Uma dissertação de mestrado divide-se, de modo clássico, em três grandes blocos:

  1. Elementos pré-textuais
  2. Corpo do trabalho (elementos textuais)
  3. Elementos pós-textuais

Essa divisão não é arbitrária: ela corresponde às funções de apresentação, argumentação e documentação.


2. Elementos pré-textuais (função: situar o leitor)

Incluem:

  • Capa
  • Folha de rosto
  • Folha de aprovação
  • Resumo em português e em língua estrangeira
  • Sumário

Do ponto de vista filosófico, o elemento mais importante aqui é o resumo, pois nele o pesquisador já deve explicitar:

  1. o problema central,
  2. a hipótese ou tese,
  3. o método,
  4. e o resultado principal.

O resumo é, em miniatura, o mapa racional da dissertação.


3. Introdução: delimitação do problema filosófico

A introdução não é um “prefácio narrativo”. Ela deve cumprir funções rigorosas:

  1. Delimitar o problema de pesquisa
  2. Formular a questão central
  3. Apresentar a hipótese
  4. Justificar a relevância filosófica
  5. Indicar o método
  6. Descrever a estrutura dos capítulos

Em filosofia, a introdução já deve deixar claro:

qual é a tese que será defendida contra quais posições alternativas.

Sem isso, o texto corre o risco de se tornar meramente expositivo.


4. Desenvolvimento: os capítulos (núcleo argumentativo)

Normalmente o desenvolvimento é organizado em dois ou três capítulos, cada qual com uma função específica.

Um modelo muito utilizado é:

Capítulo I – Reconstrução do problema

Função: situar historicamente e conceitualmente o problema.

Aqui entram:

  • genealogia do conceito (por exemplo, ceticismo moral),
  • autores centrais,
  • formulações clássicas do problema.

Este capítulo responde à pergunta:

De onde vem o problema que estou investigando?


Capítulo II – Análise crítica das posições relevantes

Função: examinar criticamente as principais respostas existentes.

Aqui você:

  • apresenta interpretações concorrentes,
  • mostra limites,
  • explicita tensões internas.

Este capítulo responde:

Por que as soluções disponíveis são insuficientes ou problemáticas?


Capítulo III – Defesa da tese própria (quando houver)

Função: apresentar sistematicamente sua posição.

Aqui você:

  • articula sua leitura,
  • responde às objeções,
  • mostra a coerência interna da proposta.

Este capítulo responde:

Qual é a minha contribuição filosófica específica?

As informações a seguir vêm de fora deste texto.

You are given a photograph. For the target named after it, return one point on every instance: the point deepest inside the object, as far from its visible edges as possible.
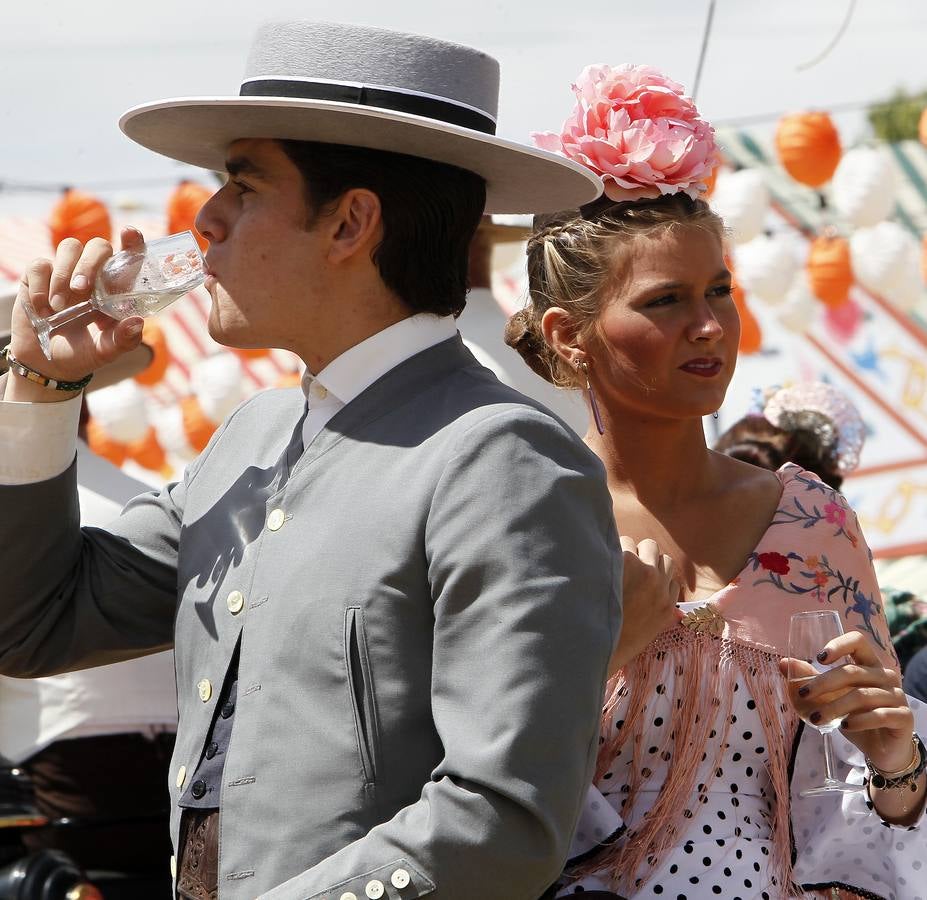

Nem toda dissertação precisa de três capítulos, mas toda dissertação precisa cumprir essas três funções.


5. Conclusão: fechamento racional do percurso

A conclusão não introduz novos argumentos.

Ela deve:

  • retomar o problema inicial,
  • mostrar como foi tratado,
  • avaliar o alcance da tese,
  • indicar limites e possíveis desdobramentos.

Em filosofia, a conclusão é a recapitulação reflexiva da trajetória do pensamento.


6. Elementos pós-textuais (função: controle acadêmico)

Incluem:

  • Referências
  • Apêndices (se houver)
  • Anexos (se houver)

As referências são essenciais: elas garantem a verificabilidade intersubjetiva do trabalho — condição mínima da racionalidade científica.


7. Observação pedagógica fundamental

Uma boa dissertação filosófica sempre responde implicitamente a três perguntas:

  1. Qual é exatamente o problema?
  2. Por que ele é filosoficamente relevante?
  3. Por que a solução proposta é melhor que as alternativas?

Se a estrutura não permite que essas três questões sejam claramente respondidas, algo está errado.


Síntese final

Em termos filosóficos, a dissertação de mestrado deve apresentar:

  • um problema bem delimitado,
  • uma reconstrução conceitual rigorosa,
  • uma análise crítica,
  • e uma tese defensável.

Sua forma não é apenas administrativa: ela encarna a própria ideia moderna de racionalidade argumentativa.